Zer0-Tolerance commented 5 years ago

I fully understand your problem but it would be good to get better performance :) Let me know if you need some beta testing.

Zer0-Tolerance commented 5 years ago

Any progress ?

xdg commented 5 years ago

A bit. Conceptually, I'm going to rewrite MongoDBx::Queue as a facade in front of two implementation classes. Default will be legacy, but users can opt into v2. Then migration is just a matter of reserving tasks from the old queue and inserting them into a new, v2, queue (separate collection). That should avoid surprising users on update and allow users control over migration -- whether to shut down all old work processing and migrate or whether to keep old running while migrating to a new queue.

I'm not getting a lot of time to hack on it around family obligations, but at least I have now have a plan and will keep chipping away. I'm working on migrating legacy to the facade model and when that passes testing, I'll work on v2. Worst case, I'm back from vacation next week and can bang something out then.

xdg commented 5 years ago

Here's a test tarball: https://www.dropbox.com/s/ypl3ia5v1ze92e2/MongoDBx-Queue-2.001-TRIAL.tar.gz?dl=1

I did some local testing (at 100k documents) and a query comparable to waiting uses an index rather than a collection scan.
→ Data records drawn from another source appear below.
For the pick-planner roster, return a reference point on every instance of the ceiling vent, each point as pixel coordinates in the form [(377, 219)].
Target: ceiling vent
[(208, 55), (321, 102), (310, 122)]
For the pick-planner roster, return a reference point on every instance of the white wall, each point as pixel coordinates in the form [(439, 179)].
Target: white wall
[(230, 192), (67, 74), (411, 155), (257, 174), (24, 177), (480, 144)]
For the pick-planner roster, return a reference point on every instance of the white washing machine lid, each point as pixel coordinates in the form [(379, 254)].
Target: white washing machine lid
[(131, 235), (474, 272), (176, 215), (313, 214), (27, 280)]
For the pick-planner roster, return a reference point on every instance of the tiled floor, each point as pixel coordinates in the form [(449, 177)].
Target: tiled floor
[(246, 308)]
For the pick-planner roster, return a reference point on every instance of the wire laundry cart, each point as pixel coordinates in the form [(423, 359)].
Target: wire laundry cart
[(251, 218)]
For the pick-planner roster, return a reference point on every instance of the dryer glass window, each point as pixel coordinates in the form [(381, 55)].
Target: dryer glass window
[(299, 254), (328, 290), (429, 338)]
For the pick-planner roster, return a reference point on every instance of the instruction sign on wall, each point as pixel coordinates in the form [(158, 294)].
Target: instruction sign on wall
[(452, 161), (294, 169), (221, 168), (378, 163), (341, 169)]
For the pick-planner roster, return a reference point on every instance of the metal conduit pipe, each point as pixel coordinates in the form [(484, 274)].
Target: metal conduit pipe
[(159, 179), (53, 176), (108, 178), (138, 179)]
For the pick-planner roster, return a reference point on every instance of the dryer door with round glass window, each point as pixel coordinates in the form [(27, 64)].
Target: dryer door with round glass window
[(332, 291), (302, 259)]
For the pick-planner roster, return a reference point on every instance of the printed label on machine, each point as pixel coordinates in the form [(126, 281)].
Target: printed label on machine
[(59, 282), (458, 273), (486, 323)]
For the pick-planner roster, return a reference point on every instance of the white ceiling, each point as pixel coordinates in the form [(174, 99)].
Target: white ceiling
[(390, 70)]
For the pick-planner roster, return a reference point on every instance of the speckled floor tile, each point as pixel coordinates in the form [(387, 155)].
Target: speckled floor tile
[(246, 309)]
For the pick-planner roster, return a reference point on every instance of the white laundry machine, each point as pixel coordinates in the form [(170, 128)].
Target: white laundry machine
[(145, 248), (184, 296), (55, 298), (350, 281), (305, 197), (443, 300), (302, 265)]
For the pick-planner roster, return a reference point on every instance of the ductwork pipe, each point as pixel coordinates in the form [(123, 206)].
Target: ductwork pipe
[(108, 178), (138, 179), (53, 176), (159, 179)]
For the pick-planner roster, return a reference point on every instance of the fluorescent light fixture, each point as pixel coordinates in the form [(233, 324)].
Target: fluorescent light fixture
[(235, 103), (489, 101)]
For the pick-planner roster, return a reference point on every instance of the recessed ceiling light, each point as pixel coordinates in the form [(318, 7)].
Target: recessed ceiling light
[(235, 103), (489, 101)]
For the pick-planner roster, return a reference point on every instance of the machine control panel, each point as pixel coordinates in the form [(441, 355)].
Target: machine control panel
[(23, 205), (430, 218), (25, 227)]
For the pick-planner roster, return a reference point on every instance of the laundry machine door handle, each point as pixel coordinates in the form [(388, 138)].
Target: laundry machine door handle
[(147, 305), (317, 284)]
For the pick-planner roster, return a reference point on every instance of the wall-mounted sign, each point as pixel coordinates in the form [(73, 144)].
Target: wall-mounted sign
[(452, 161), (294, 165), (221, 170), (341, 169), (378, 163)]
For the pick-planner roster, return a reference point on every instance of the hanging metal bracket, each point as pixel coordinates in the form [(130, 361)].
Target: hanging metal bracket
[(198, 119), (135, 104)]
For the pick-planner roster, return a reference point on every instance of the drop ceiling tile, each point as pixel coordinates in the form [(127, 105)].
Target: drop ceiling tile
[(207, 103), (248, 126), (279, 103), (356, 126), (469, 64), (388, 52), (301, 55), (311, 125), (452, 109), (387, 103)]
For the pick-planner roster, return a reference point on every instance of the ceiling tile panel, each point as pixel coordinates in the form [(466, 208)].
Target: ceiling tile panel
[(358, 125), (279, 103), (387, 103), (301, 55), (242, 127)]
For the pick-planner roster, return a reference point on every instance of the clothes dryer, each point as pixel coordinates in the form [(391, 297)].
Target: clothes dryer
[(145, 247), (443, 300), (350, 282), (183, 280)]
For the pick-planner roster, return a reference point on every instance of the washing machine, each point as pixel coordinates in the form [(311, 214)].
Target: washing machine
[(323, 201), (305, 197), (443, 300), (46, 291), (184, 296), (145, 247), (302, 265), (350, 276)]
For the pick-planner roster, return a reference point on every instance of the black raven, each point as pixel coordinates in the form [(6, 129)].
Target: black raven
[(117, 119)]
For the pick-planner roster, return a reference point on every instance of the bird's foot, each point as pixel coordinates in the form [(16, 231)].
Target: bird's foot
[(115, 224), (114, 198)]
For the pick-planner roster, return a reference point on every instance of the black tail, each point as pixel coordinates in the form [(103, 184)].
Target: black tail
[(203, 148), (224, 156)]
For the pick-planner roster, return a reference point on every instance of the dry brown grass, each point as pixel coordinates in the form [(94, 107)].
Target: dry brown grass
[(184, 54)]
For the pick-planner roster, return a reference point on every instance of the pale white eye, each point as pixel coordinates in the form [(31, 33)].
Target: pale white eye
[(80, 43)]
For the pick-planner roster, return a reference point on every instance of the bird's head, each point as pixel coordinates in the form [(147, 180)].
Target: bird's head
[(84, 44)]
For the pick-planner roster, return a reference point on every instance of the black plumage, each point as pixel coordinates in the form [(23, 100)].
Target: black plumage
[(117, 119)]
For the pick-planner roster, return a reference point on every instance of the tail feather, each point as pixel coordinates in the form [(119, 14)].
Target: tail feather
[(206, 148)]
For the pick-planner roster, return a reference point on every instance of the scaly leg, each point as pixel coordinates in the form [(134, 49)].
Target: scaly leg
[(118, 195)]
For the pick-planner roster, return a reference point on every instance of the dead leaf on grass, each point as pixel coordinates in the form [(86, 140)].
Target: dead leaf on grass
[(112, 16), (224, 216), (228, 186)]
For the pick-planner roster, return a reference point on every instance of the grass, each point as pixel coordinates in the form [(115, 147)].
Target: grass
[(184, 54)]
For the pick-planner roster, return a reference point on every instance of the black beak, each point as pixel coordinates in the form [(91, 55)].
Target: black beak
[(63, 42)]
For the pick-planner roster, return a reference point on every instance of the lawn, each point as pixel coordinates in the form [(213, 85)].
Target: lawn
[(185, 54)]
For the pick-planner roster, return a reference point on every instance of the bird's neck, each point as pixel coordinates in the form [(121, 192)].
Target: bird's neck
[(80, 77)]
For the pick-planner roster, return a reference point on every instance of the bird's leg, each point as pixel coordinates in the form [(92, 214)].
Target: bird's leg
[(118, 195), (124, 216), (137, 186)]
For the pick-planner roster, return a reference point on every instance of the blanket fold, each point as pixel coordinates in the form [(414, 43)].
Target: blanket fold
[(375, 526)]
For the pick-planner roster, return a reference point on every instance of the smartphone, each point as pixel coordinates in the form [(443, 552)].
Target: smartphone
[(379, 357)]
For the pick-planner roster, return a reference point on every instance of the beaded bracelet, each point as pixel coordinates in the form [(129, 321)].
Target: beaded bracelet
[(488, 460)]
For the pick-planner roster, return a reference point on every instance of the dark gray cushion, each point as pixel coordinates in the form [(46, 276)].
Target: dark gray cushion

You'll need to migrate/copy your jobs from the v1 queue to another collection/database name for the v2 queue (using version => 2 in the queue options) and test there. That's not well documented yet.

Zer0-Tolerance commented 5 years ago

great thks ! I'll do some test this week end and let you know.

Zer0-Tolerance commented 5 years ago

Hi David, I still have some slow queries like this one with q very big queue:

inprog" : [ 
        {
            "host" : "recon.home:27017",
            "desc" : "conn14",
            "connectionId" : 14,
            "client" : "127.0.0.1:49381",
            "clientMetadata" : {
                "driver" : {
                    "name" : "MongoDB Perl Driver",
                    "version" : "2.0.3"
                },
                "os" : {
                    "type" : "darwin"
                },
                "platform" : "Perl v5.24.4 darwin-thread-multi-2level"
            },
            "active" : true,
            "currentOpTime" : "2019-06-25T07:55:50.672+0200",
            "opid" : 87194,
            "secs_running" : NumberLong(2),
            "microsecs_running" : NumberLong(2856433),
            "op" : "command",
            "ns" : "NScan.hostq",
            "command" : {
                "aggregate" : "hostq",
                "pipeline" : [ 
                    {
                        "$match" : {
                            "_x" : false
                        }
                    }, 
                    {
                        "$group" : {
                            "_id" : null,
                            "n" : {
                                "$sum" : 1
                            }
                        }
                    }
                ],
                "cursor" : {},
                "$readPreference" : {
                    "mode" : "secondaryPreferred"
                },
                "$db" : "NScan"
            },
            "planSummary" : "COUNT_SCAN { _x: 1, _p: 1 }",
            "numYields" : 25632,
            "locks" : {},
            "waitingForLock" : false,
            "lockStats" : {
                "Global" : {
                    "acquireCount" : {
                        "r" : NumberLong(51268)
                    }
                },
                "Database" : {
                    "acquireCount" : {
                        "r" : NumberLong(25634)
                    }
                },
                "Collection" : {
                    "acquireCount" : {
                        "r" : NumberLong(25634)
                    }
                }
            }
        }
    ],
    "ok" : 1.0
xdg commented 5 years ago

I've discussed this with the query team. The COUNT_SCAN plan is the best the database is going to do -- it's walking the index and incrementing a counter without touching any underlying data and you've just got a lot of things to count. I suspect the only way to make it faster is to scale up the hardware the database is running on.